Dereference an array pointer... UB?

Discussion in 'C Programming' started by Tomás Ó hÉilidhe, Feb 11, 2008.

  1. Do you think we can reach any kind of consensus on whether the
    following code's behaviour is undefined by the Standard?

    int my_array[5];

    int const *const pend = *(&my_array + 1);

    Considering the syntax of the language, then we definitely do
    dereference an invalid pointer... but if we consider the mechanics of the
    language, then we know that nothing "happens" when we dereference a pointer
    to an array, because arrays are dealt with in terms of pointers.

    --
    Tomás Ó hÉilidhe
    Tomás Ó hÉilidhe, Feb 11, 2008
    #1
    1. Advertising

  2. "Tomás Ó hÉilidhe" <> wrote in message
    >
    > Do you think we can reach any kind of consensus on whether the
    > following code's behaviour is undefined by the Standard?
    >
    > int my_array[5];
    >
    > int const *const pend = *(&my_array + 1);
    >
    > Considering the syntax of the language, then we definitely do
    > dereference an invalid pointer... but if we consider the mechanics of the
    > language, then we know that nothing "happens" when we dereference a
    > pointer to an array, because arrays are dealt with in terms of pointers.
    >

    my_array and &my_array resolve to the same thing.

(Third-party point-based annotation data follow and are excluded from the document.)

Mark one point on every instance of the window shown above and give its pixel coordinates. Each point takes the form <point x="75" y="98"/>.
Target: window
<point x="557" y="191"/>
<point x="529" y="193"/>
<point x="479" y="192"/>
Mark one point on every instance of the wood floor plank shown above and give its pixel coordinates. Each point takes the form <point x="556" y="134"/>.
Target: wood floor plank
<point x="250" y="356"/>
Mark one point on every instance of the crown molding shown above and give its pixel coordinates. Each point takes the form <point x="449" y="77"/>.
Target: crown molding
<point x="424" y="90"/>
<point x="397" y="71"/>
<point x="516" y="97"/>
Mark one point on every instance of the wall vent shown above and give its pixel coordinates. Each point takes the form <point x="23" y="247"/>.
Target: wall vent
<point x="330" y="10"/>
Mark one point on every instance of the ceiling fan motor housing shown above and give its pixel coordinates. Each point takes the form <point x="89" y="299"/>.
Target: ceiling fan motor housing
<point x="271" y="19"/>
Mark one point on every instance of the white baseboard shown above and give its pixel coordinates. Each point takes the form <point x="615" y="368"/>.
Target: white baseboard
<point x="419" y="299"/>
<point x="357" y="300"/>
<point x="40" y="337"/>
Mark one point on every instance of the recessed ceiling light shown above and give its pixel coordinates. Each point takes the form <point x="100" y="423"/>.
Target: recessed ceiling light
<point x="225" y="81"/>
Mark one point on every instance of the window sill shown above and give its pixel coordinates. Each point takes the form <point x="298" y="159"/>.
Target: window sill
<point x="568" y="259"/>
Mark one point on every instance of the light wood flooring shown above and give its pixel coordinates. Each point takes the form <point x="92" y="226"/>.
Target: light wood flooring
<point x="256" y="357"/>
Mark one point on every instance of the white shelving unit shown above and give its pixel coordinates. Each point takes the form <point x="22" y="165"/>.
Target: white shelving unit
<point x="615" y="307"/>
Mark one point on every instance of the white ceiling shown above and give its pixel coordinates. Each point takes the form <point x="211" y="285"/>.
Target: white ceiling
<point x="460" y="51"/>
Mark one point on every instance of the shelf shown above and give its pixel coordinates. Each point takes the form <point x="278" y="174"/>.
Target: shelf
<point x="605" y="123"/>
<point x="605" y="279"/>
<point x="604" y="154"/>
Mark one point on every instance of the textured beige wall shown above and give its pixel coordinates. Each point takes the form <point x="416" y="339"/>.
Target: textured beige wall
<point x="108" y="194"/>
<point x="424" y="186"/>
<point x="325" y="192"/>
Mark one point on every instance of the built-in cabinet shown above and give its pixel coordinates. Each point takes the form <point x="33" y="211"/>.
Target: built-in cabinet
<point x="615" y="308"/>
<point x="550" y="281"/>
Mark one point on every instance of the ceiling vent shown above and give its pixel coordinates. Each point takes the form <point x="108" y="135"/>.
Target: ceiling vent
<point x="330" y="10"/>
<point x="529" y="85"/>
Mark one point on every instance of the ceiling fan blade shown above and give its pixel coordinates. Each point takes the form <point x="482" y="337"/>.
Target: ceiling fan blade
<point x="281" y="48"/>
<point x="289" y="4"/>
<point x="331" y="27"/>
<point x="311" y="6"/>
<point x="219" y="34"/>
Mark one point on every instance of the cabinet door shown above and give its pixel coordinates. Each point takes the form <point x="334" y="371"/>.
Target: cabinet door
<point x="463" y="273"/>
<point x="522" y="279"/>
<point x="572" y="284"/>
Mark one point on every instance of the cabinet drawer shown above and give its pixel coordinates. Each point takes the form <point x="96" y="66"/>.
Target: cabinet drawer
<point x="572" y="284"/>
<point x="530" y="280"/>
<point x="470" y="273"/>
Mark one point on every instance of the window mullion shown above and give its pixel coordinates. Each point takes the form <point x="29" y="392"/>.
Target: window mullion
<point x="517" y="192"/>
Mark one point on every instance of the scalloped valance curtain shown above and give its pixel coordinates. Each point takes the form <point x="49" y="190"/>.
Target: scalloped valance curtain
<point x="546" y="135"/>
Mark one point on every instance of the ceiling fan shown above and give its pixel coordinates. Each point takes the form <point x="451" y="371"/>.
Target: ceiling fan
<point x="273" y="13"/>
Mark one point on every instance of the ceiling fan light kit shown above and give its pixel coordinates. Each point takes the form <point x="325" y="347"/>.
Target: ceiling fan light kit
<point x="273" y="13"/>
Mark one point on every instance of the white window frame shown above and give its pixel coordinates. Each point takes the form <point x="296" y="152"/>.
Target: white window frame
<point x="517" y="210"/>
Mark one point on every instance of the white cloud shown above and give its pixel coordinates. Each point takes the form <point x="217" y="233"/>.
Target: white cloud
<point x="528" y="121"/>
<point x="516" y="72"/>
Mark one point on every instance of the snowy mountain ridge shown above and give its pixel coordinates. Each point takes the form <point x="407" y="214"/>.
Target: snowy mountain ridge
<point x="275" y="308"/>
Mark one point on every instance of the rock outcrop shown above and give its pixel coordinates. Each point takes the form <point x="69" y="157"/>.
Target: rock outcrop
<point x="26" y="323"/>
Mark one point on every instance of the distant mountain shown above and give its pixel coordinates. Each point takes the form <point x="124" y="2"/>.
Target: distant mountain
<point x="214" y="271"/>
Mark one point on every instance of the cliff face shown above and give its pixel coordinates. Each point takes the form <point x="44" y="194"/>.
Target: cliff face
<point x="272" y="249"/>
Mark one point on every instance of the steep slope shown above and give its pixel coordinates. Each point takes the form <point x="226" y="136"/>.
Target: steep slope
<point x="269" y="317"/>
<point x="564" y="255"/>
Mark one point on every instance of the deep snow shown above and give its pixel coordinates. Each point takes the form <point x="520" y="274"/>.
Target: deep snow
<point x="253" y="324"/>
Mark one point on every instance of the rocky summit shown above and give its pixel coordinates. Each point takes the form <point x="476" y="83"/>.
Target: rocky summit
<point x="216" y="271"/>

It's a quirk of the
    language.

    --
    Free games and programming goodies.
    http://www.personal.leeds.ac.uk/~bgy1mm
    Malcolm McLean, Feb 11, 2008
    #2
    1. Advertising

  3. "Malcolm McLean" <> writes:

    > "Tomás Ó hÉilidhe" <> wrote in message
    >>
    >> Do you think we can reach any kind of consensus on whether the
    >> following code's behaviour is undefined by the Standard?
    >>
    >> int my_array[5];
    >>
    >> int const *const pend = *(&my_array + 1);
    >>
    >> Considering the syntax of the language, then we definitely do
    >> dereference an invalid pointer... but if we consider the mechanics of the
    >> language, then we know that nothing "happens" when we dereference a
    >> pointer to an array, because arrays are dealt with in terms of pointers.
    >>

    > my_array and &my_array resolve to the same thing. It's a quirk of the
    > language.


    But my_array + 1 and &my_array + 1 don't. The word "resolve" allows you
    to be right (since you can mean what you like by it) but it hides the
    important difference between the two expressions -- their type.

    --
    Ben.
    Ben Bacarisse, Feb 11, 2008
    #3
  4. Tomás Ó hÉilidhe

    Guest

    On Feb 11, 8:36 pm, "Malcolm McLean" <> wrote:
    > "Tomás Ó hÉilidhe" <> wrote in message
    >
    > > Do you think we can reach any kind of consensus on whether the
    > > following code's behaviour is undefined by the Standard?

    >
    > > int my_array[5];

    >
    > > int const *const pend = *(&my_array + 1);

    >
    > > Considering the syntax of the language, then we definitely do
    > > dereference an invalid pointer... but if we consider the mechanics of the
    > > language, then we know that nothing "happens" when we dereference a
    > > pointer to an array, because arrays are dealt with in terms of pointers.

    >
    > my_array and &my_array resolve to the same thing. It's a quirk of the
    > language.

    Only in value context.
    I believe it's undefined behavior.
    You dereference a pointer past the end of an object.
    It is essentially the same with
    --
    int *foo;
    int *bar = *(&foo+1);
    --
    Which is invalid.
    &foo is an object, which can be treated as an array with 1 element.
    Therefore, &foo+1 is a valid pointer, which cannot be dereferenced,
    however you do dereference it.

    It is invalid.

    I am, however, not 100% sure about this, but it appears to be logical
    and correct.
    , Feb 11, 2008
    #4
  5. Malcolm McLean:

    > my_array and &my_array resolve to the same thing. It's a quirk of the
    > language.



    I'm not sure what you mean by that.

    my_array is a int[X] (and it decays to an int*)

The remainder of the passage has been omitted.